As Arms tells it, about 80-some-odd years ago on his family’s farm in Tennessee, his mother woke up in the middle of the night with labor pains. She was 13-years-old.
“She didn’t know she was pregnant,” Arms said. Naturally, her family had no idea either.
He said that the house didn’t have indoor plumbing, so his mother tried to convince her sister to go outside with her. After her sister “refused to have anything to do with it,” she ventured outside to the nearby chicken coop to deal with the pain. Around 2 a.m., she gave birth to a tiny baby amid the barnyard fowl.
Arms shares this story every year or so during a session of the weekly workshop.
“Writing Our Lives” is designed for local seniors to compose stories about their lives and share their writings aloud, and as a result, members share intimate details of their lives with people they would have otherwise never met outside of the group.
“People get to know each other in depth because they are being told the life story,” said Sandy Carpenter, the group’s leader. “How many friends do you have that you know about grammar school or their first love or their marriage… And yet, we know all these things about all these people. You’d be surprised about what they are willing to tell.”
Carpenter has been leading the group for the past year and a half, and has been a member of the group for over a decade. She provides writing tip worksheets each week, and offers critiques when asked as participants read their stories each week.
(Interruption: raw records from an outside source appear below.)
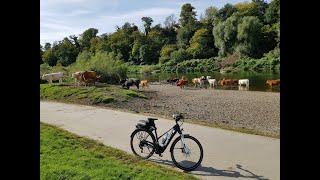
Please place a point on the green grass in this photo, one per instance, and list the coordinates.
(92, 95)
(134, 69)
(64, 155)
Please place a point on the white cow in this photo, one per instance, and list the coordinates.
(212, 82)
(77, 77)
(53, 77)
(243, 82)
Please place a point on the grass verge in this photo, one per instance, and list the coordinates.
(89, 95)
(64, 155)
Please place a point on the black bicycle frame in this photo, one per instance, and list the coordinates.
(160, 149)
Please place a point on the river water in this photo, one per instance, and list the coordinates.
(257, 80)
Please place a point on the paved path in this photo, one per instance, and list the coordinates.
(227, 154)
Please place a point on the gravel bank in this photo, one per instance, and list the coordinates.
(255, 110)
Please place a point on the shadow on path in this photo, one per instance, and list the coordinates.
(210, 171)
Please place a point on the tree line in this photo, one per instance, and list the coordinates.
(251, 29)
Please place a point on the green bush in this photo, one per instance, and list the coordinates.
(269, 62)
(192, 65)
(179, 56)
(105, 64)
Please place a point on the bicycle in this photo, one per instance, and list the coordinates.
(149, 143)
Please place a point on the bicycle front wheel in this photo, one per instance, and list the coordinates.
(189, 157)
(142, 143)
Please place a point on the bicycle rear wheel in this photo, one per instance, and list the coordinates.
(142, 143)
(188, 158)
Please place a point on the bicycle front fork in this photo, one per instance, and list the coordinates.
(185, 149)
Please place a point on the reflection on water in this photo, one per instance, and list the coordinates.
(257, 80)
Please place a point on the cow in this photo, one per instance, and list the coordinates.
(272, 83)
(228, 82)
(199, 81)
(212, 82)
(89, 77)
(53, 77)
(77, 77)
(243, 88)
(181, 83)
(243, 82)
(172, 80)
(126, 83)
(144, 83)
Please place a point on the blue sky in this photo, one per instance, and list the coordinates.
(61, 18)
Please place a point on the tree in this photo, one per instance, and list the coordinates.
(145, 54)
(47, 46)
(187, 15)
(225, 35)
(179, 56)
(201, 44)
(49, 57)
(260, 8)
(41, 53)
(166, 52)
(272, 14)
(226, 11)
(66, 52)
(170, 22)
(74, 40)
(250, 36)
(86, 37)
(218, 34)
(147, 24)
(120, 42)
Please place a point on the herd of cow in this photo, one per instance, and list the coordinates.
(80, 77)
(213, 82)
(91, 77)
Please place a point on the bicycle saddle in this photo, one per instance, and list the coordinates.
(177, 116)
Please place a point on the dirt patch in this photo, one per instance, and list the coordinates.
(253, 110)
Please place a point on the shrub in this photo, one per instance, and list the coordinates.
(179, 56)
(105, 64)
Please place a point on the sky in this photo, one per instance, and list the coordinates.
(62, 18)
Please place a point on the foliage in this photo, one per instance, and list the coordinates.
(269, 62)
(201, 44)
(249, 36)
(64, 155)
(166, 53)
(147, 21)
(105, 64)
(179, 56)
(249, 28)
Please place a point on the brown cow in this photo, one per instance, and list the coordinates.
(181, 83)
(144, 83)
(77, 77)
(272, 83)
(89, 77)
(228, 82)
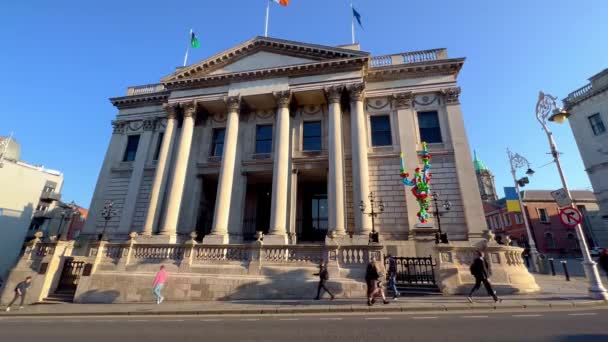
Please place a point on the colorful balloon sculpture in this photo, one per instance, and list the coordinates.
(419, 182)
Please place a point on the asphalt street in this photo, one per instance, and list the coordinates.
(587, 325)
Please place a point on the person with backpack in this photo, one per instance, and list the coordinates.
(20, 292)
(323, 278)
(481, 271)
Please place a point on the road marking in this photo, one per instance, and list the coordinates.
(473, 316)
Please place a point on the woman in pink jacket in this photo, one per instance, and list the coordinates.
(159, 283)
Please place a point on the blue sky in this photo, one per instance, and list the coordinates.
(60, 61)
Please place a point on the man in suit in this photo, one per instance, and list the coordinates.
(481, 272)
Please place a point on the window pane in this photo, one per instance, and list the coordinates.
(131, 149)
(381, 130)
(428, 123)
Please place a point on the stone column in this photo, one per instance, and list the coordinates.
(169, 227)
(161, 170)
(219, 230)
(363, 223)
(335, 181)
(467, 182)
(408, 141)
(280, 190)
(128, 209)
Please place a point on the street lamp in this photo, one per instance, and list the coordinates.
(375, 206)
(546, 106)
(517, 161)
(440, 237)
(107, 213)
(67, 214)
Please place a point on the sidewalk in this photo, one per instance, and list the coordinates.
(556, 293)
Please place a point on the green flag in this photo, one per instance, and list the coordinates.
(194, 43)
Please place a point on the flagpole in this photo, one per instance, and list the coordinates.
(352, 21)
(267, 15)
(188, 48)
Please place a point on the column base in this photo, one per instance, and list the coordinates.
(215, 239)
(275, 239)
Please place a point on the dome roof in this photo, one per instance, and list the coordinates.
(478, 164)
(13, 152)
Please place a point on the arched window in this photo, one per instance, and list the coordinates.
(550, 241)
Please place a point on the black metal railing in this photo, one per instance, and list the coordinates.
(414, 270)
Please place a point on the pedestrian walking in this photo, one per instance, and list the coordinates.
(480, 270)
(159, 283)
(20, 292)
(374, 272)
(392, 276)
(323, 278)
(604, 260)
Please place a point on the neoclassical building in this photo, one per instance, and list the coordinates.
(287, 138)
(242, 172)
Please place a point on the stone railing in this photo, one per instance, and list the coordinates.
(145, 89)
(409, 57)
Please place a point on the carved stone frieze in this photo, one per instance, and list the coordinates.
(451, 95)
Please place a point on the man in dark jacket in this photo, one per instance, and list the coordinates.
(323, 278)
(20, 291)
(480, 270)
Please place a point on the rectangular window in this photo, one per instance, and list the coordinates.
(312, 136)
(597, 125)
(381, 130)
(217, 146)
(161, 136)
(263, 139)
(543, 216)
(430, 131)
(507, 220)
(131, 150)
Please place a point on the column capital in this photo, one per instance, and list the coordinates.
(356, 92)
(283, 98)
(451, 95)
(171, 109)
(233, 103)
(334, 93)
(189, 108)
(403, 100)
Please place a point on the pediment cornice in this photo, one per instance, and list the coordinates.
(279, 46)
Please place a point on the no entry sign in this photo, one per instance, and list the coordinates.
(570, 216)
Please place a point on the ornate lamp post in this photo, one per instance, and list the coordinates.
(107, 213)
(376, 208)
(517, 161)
(440, 236)
(67, 214)
(546, 106)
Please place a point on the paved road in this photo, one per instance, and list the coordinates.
(587, 325)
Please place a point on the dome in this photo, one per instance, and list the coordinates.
(478, 164)
(13, 152)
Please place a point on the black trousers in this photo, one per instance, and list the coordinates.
(15, 299)
(486, 284)
(322, 287)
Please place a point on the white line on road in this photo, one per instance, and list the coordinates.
(473, 316)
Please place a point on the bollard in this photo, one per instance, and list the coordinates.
(552, 266)
(565, 266)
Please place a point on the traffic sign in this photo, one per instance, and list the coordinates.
(561, 197)
(570, 216)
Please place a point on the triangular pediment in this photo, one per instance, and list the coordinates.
(262, 53)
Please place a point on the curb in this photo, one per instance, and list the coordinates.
(345, 309)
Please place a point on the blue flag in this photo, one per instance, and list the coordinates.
(357, 16)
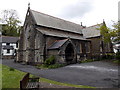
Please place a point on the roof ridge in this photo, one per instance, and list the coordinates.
(57, 18)
(10, 36)
(93, 25)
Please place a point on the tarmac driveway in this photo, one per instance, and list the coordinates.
(96, 74)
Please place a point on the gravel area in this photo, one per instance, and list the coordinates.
(96, 74)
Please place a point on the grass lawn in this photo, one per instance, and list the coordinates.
(63, 84)
(11, 79)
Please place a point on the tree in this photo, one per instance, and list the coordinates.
(105, 33)
(116, 30)
(12, 23)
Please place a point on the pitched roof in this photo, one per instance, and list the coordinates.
(53, 22)
(57, 44)
(9, 39)
(53, 33)
(91, 31)
(8, 47)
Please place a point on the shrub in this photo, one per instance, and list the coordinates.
(55, 66)
(50, 60)
(118, 55)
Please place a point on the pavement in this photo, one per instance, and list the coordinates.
(99, 74)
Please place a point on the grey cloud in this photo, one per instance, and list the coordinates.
(78, 9)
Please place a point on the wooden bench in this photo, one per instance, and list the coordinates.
(29, 83)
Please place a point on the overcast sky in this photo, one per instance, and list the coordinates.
(90, 12)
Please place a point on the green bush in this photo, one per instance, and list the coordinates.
(118, 55)
(50, 60)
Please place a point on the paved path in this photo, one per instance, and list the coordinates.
(96, 74)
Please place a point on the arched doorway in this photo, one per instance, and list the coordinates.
(69, 53)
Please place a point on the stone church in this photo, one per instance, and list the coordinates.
(44, 35)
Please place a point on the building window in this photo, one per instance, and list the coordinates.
(8, 50)
(80, 48)
(8, 44)
(87, 45)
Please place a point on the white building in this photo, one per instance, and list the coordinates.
(9, 46)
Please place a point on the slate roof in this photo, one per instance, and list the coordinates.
(53, 33)
(57, 44)
(53, 22)
(91, 31)
(8, 39)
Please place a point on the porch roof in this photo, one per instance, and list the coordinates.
(57, 44)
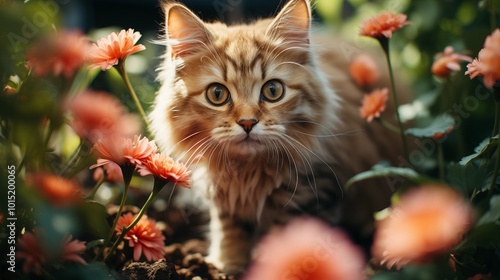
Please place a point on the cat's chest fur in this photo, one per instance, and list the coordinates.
(241, 187)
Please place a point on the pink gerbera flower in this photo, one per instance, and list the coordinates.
(489, 59)
(144, 237)
(112, 171)
(166, 169)
(383, 25)
(472, 69)
(374, 104)
(123, 150)
(60, 54)
(307, 249)
(99, 115)
(425, 222)
(109, 51)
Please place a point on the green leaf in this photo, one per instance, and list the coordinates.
(483, 235)
(383, 171)
(485, 145)
(493, 215)
(466, 178)
(93, 216)
(442, 124)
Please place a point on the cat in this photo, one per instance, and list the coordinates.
(267, 117)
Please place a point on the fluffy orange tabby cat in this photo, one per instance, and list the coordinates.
(267, 117)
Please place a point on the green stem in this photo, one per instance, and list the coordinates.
(121, 70)
(384, 42)
(441, 161)
(134, 222)
(496, 129)
(127, 177)
(97, 186)
(388, 125)
(73, 158)
(495, 173)
(496, 124)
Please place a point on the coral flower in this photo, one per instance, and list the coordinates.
(307, 249)
(448, 61)
(374, 104)
(489, 59)
(426, 221)
(30, 251)
(60, 54)
(364, 71)
(124, 151)
(109, 51)
(111, 170)
(166, 169)
(99, 115)
(144, 237)
(472, 69)
(72, 249)
(59, 191)
(383, 25)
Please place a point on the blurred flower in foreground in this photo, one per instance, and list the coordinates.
(57, 190)
(364, 71)
(72, 249)
(165, 169)
(448, 61)
(383, 25)
(109, 51)
(144, 237)
(31, 251)
(373, 104)
(99, 115)
(60, 54)
(111, 170)
(472, 69)
(307, 249)
(425, 222)
(489, 59)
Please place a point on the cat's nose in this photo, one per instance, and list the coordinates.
(247, 124)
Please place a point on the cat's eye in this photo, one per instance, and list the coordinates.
(217, 94)
(272, 91)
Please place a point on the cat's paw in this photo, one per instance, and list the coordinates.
(228, 267)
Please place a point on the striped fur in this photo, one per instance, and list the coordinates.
(302, 148)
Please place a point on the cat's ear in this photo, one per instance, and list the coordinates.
(292, 23)
(185, 32)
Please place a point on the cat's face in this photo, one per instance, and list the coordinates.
(243, 90)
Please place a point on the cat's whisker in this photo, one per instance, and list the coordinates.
(187, 137)
(195, 154)
(307, 164)
(292, 63)
(315, 123)
(291, 161)
(318, 157)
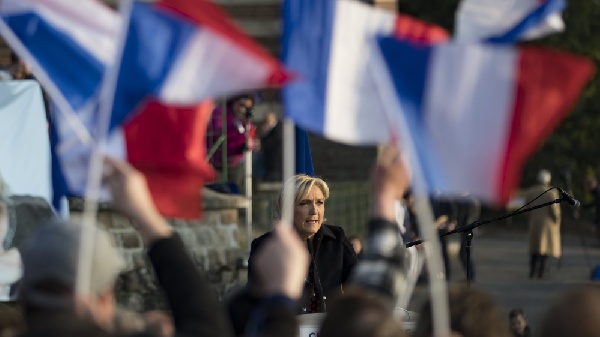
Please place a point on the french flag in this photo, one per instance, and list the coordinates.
(70, 47)
(67, 48)
(331, 45)
(508, 21)
(474, 113)
(180, 52)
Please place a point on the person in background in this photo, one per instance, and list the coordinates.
(574, 313)
(518, 323)
(467, 210)
(332, 255)
(544, 225)
(240, 135)
(473, 313)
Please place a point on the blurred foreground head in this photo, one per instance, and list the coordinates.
(50, 264)
(361, 313)
(576, 313)
(473, 313)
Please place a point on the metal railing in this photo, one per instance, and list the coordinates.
(347, 207)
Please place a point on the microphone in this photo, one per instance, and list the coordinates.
(572, 201)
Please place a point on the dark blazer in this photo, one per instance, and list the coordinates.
(333, 257)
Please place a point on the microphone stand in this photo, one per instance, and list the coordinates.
(468, 229)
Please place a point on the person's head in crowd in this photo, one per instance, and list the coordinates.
(575, 313)
(361, 313)
(19, 69)
(473, 313)
(11, 320)
(241, 106)
(591, 183)
(268, 123)
(309, 203)
(518, 322)
(50, 264)
(356, 243)
(544, 177)
(159, 324)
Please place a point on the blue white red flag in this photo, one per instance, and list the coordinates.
(508, 21)
(474, 113)
(331, 45)
(181, 52)
(69, 47)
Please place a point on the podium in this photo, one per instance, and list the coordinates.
(311, 323)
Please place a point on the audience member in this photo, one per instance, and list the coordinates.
(575, 313)
(518, 323)
(356, 244)
(240, 133)
(473, 313)
(591, 186)
(271, 140)
(47, 290)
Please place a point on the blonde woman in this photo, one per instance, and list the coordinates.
(331, 253)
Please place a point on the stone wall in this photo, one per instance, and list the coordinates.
(217, 245)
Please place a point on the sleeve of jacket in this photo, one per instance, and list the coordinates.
(194, 304)
(555, 208)
(349, 256)
(275, 317)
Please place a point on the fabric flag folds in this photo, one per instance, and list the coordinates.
(508, 21)
(180, 52)
(331, 45)
(476, 112)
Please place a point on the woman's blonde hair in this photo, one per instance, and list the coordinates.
(302, 185)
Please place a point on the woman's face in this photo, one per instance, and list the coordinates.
(240, 107)
(309, 213)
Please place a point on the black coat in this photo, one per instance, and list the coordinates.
(333, 257)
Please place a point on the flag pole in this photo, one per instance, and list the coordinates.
(437, 280)
(94, 178)
(289, 165)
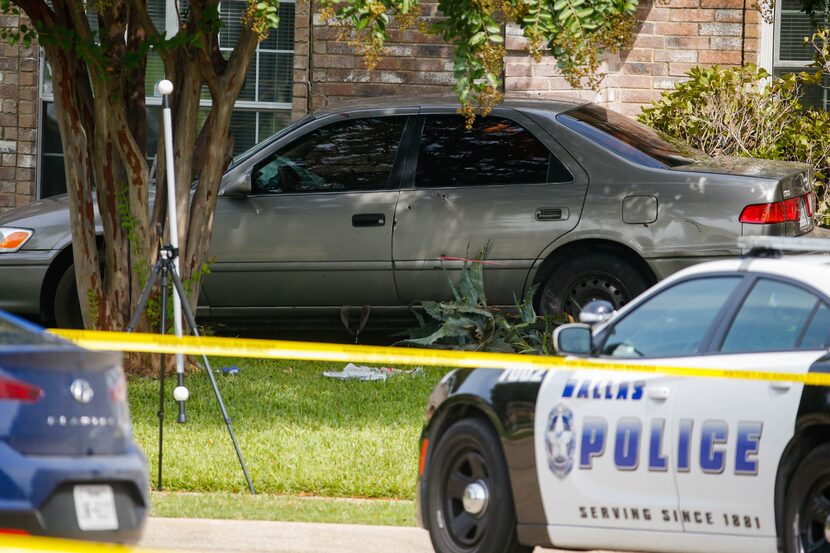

But the workshop, which is held every Tuesday from 1 to 4 p.m. at the Carlsbad Senior Center, is hardly a writing class.
“We don’t sit down and talk about nouns and verb,” said Carpenter. “I think it’s kind of like a club, it’s a social experience as much as anything else.”
During Tuesday’s session, the participants shared stories ranging from tales of long-lost friends and neighbors to descriptions of the increasing burdens of writing holiday cards.
Jean Craig’s story of her brother’s voyage from England to Canada in 1954 illuminated her family’s experience immigrating in the wake of World War II. She described how the third-class conditions she and her brother experienced on their separate voyages seemed luxurious compared to the rations her family had been living on.
“We were so glad to get out of England, we didn’t care,” Craig said.
In addition to getting to know the small group of 20 participants, many of the members explained that turning their memories into stories has allowed them to preserve their pasts.
“I think as you get older…you’ve got a long ways to look back. You kind of want to put it into perspective,” explained Carpenter.
“It’s more like a therapy session than instruction, and that’s the beauty of this class,” said Joe Plassmeyer, who has been part of the group since 1991.
Given that the participants range in age from 60- to over 90-years-old, many of the stories share the common threads of deaths of close friends and relatives and the experience of getting older.
“Someone dies, and (writing about them) kind of keeps them current,” said Plassmeyer.
Writing for the workshop not only helps the attendees savor their own memories, but also share their lifetime’s memories with others.
Most of the long-term participants end up turning their compiled stories into books, and share them with family and close friends.
One of the workshop’s participants, Tami, who didn’t want to give her last name, said that since joining the workshop in 2004, she has composed a 215-page book about her life and given copies to her family members.
“We all have different stories to tell, and I think it’s a gift to give them,” she said.
The workshop is open to new members, and more information can be found on the city’s website.